5. The date night. Chris and I eat alone in restaurants about twice a month now. Before Mason, we dined out at least four times a week. Now that dining out a deux is more of a rarity, we really enjoy it and each other.
6. The smarter spending. Since we’re only ordering the wine, the appetizers, and the desserts twice a month instead of several times a week we’ve saved a ton for our new, more important expenses, including Mason’s education.
Mason — cranky but keeping it together — while eating homemade sweet potato puree on the patio of a local restaurant.
Now for the debacles:
1. The meltdowns. There’s only been one (so far) — but the memory of it still stresses me out. We went to a cute cafe for dinner with a friend who hadn’t seen Mason in months and when I attempted to buckle him into a highchair he screamed so loudly (and unrelentingly) that we had to leave before our drinks arrived.

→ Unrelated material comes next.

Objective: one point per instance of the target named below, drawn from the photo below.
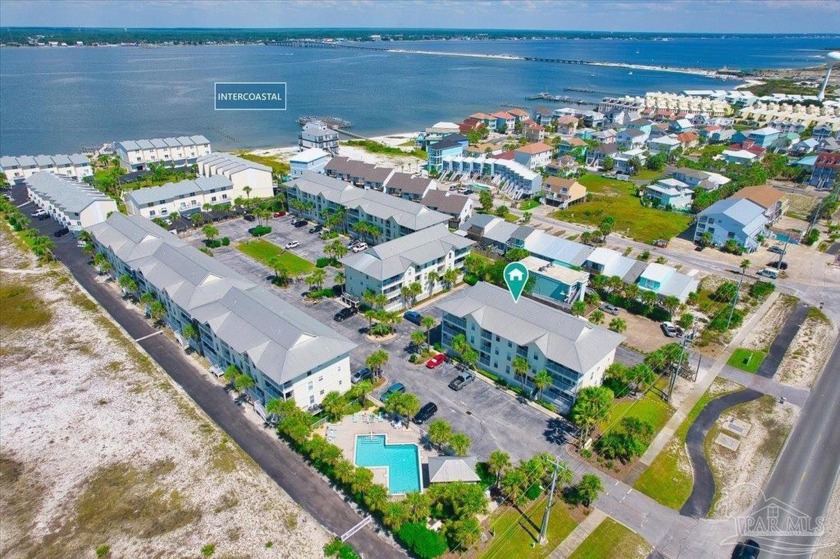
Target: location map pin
(516, 276)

2. The mess. At a local Italian restaurant, Mason “painted” the white tablecloth with pizza sauce and then threw what was left of his meal on the floor. We cleaned up the floor but there was nothing we could do to save that tablecloth. Oy.
3. The delays. Mason’s at that age where he can only sit still for so long so if the food is late — regardless of the number of books, toys, snacks we bring — it’s over. Thank goodness for to-go boxes and understanding servers.
4. The inconveniences. A local cafe offers beautiful antique high chairs — but the trays, which lift up, don’t lock. Another cafe, which hosts kids activities every week, doesn’t have changing tables in the bathrooms (or anywhere else).
5. The speed eating. Before Mason, we made a habit of ordering several different dishes as well as after-dinner drinks. Now we cut straight to the entrees and eat quickly — before his good mood (and behavior) sours!
6. The (always) cold food. By the time I get Bug settled and make sure that he has everything he needs, my food is cold. Instead of ordering a dish that needs to be hot to be good, such as steak, I’ve learned to stick to salads.
What are your favorite/least favorite parts about dining out with your baby or toddler?